Consider the following before creating a new instance, to determine if the instance should be created with UTF-8 support enabled.
  • UTF-8 support is valid only for new instances. Conversion of existing instances to UTF-8 is not supported.
  • Jobs loading data into a UTF-8 instance must NOT have a CCSID value of 65535. If the job that is loading data has a CCSID value of 65535, the load will fail with message OND2049 - Application group not found. To resolve the problem, you can change the job to have a different CCSID value, change the CCSID setting of the user profile, or change the Coded character set identifier (QCCSID) system value.

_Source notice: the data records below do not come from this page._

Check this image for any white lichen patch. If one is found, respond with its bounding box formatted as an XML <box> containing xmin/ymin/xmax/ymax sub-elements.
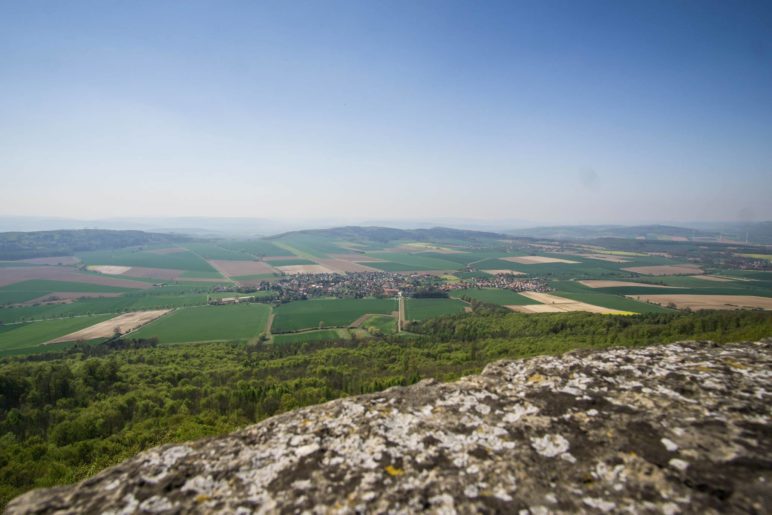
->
<box><xmin>7</xmin><ymin>342</ymin><xmax>772</xmax><ymax>515</ymax></box>
<box><xmin>531</xmin><ymin>434</ymin><xmax>570</xmax><ymax>458</ymax></box>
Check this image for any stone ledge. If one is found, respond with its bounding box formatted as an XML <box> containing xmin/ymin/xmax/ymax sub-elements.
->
<box><xmin>7</xmin><ymin>340</ymin><xmax>772</xmax><ymax>514</ymax></box>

  • When storing indexes in a UTF-8 instance, it is important to note that some characters will use more than one byte when stored in a UTF-8 field. Latin lowercase and uppercase characters [a-z] [A-Z] and Arabic numerals [0-9] use only one byte. Accented characters might use two bytes. DBCS characters might use two, three, or four bytes.
  • When using the graphical indexer of the OnDemand Administrator client with a UTF-8 instance, the Indexer Properties dialog will be presented before your sample data is displayed. You must set the Code Page to the value that matches the data being indexed.
  • When indexes are stored, they are converted from the Code Page specified on the Indexer Properties dialog to UTF-8 (CCSID 1208). String conversion between code pages might result in an increase in the length of the string when data is loaded on the server. For example, the OnDemand Administrator client might require two bytes to display a double-byte character, yet the server might require three bytes to store the character in the database.
  • When selecting a string, the graphical indexer increases the string length to a size that is sufficient to hold the data that you have selected. If you expect that other possible values for the field might require more space than the graphical indexer calculated, you can override the length by typing a different number in the space provided.
  • When storing data for languages such as Greek, Russian, and Arabic, it is recommended that you create application group string fields that are double the length you would use if the instance did not support UTF-8. For other languages, if your index values contain accented characters, you will need to make the fields longer.